Who knew I’d find willpower buried deep in me while in one of my favorite Muscatine bars on a Saturday night?
I stopped in at the Brew around 9 p.m. to make an appearance at Dave Moody’s 40th birthday party. He’d invited lots of people with the promise of free beer and pizza. They make pretty good bar pizza at the Brew. And a big crowd didn’t show up for Moody’s party. I could have eaten a pizza by myself. There would have been enough. But I had already fixed and eaten dinner — a pretty healthy dinner at that. So I took a pass on the pizza. I did drink two glasses of beer, but I more than sweat that out today.
I don’t expect everyone to understand that, but my not eating any of that pizza is a sign of progress. It actually was a show of some discipline.
Today on the Web:
Yesterday, I commented on how the New Yorks Times often stretches a little too far in identifying trends. This morning, insiders from the Times are making the same lament at nytpick.com.

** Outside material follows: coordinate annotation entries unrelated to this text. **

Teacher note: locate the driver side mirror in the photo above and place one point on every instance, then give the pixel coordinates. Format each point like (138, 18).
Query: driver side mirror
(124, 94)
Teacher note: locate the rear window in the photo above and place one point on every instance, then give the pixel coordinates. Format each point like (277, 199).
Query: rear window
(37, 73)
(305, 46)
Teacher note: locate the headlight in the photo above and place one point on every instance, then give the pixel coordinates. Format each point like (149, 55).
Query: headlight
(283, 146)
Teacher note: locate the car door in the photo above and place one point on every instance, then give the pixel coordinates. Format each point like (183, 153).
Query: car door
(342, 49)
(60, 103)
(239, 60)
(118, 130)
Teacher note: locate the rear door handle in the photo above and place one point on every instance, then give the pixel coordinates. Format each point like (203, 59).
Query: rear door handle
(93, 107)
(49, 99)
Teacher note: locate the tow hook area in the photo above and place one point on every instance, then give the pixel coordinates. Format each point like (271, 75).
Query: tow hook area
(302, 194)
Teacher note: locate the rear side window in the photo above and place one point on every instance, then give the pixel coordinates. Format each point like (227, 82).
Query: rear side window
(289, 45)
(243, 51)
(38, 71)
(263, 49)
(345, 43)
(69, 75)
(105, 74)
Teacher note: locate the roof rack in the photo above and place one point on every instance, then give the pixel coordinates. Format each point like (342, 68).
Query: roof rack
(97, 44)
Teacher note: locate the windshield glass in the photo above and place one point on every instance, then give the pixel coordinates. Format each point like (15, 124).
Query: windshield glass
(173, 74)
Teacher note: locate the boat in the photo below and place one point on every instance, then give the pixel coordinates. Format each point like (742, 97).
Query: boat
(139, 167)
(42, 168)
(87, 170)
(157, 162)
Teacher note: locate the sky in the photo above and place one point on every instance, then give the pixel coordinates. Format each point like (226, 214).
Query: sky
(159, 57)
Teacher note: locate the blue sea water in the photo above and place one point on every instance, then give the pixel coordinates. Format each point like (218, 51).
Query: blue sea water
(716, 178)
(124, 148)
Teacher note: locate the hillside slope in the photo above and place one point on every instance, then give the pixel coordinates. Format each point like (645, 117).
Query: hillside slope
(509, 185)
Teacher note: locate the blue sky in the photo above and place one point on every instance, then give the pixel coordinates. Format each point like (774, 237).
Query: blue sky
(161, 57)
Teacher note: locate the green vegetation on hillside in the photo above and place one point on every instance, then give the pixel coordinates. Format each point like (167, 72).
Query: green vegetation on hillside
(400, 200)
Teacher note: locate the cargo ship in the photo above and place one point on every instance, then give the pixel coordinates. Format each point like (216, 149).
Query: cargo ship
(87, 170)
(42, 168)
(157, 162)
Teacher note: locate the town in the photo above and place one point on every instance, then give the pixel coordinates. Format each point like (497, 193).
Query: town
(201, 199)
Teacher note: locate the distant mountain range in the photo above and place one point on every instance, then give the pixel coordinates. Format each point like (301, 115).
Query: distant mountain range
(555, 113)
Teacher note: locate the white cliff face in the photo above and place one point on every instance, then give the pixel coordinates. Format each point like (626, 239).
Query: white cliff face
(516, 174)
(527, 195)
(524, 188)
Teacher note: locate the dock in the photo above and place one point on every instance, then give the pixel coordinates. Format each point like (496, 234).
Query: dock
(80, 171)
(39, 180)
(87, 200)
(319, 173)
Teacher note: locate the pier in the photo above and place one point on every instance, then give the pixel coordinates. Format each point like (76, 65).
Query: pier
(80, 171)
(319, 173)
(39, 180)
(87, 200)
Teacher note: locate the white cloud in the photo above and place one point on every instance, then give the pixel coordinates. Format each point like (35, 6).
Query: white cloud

Matt Richtel’s page-one story about cell-phone talking-and-walking accidents may be a little short on the tangible evidence — the only hard numbers he’s got report 1,000 pedestrians visiting emergency rooms for such accidents in 2008.
Constrast that to a NYT story back in May — buried on page 7 of Science Times — that reported 86,000 emergency room visits last year by people who tripped over their pet!
But it’s a bona fide trend. How do we know? Simple. According to the expert Richtel quotes, it’s “the tip of the iceberg”!
Yes, that classic cliche — “the tip of the iceberg.” Where would lazy reporters be without it?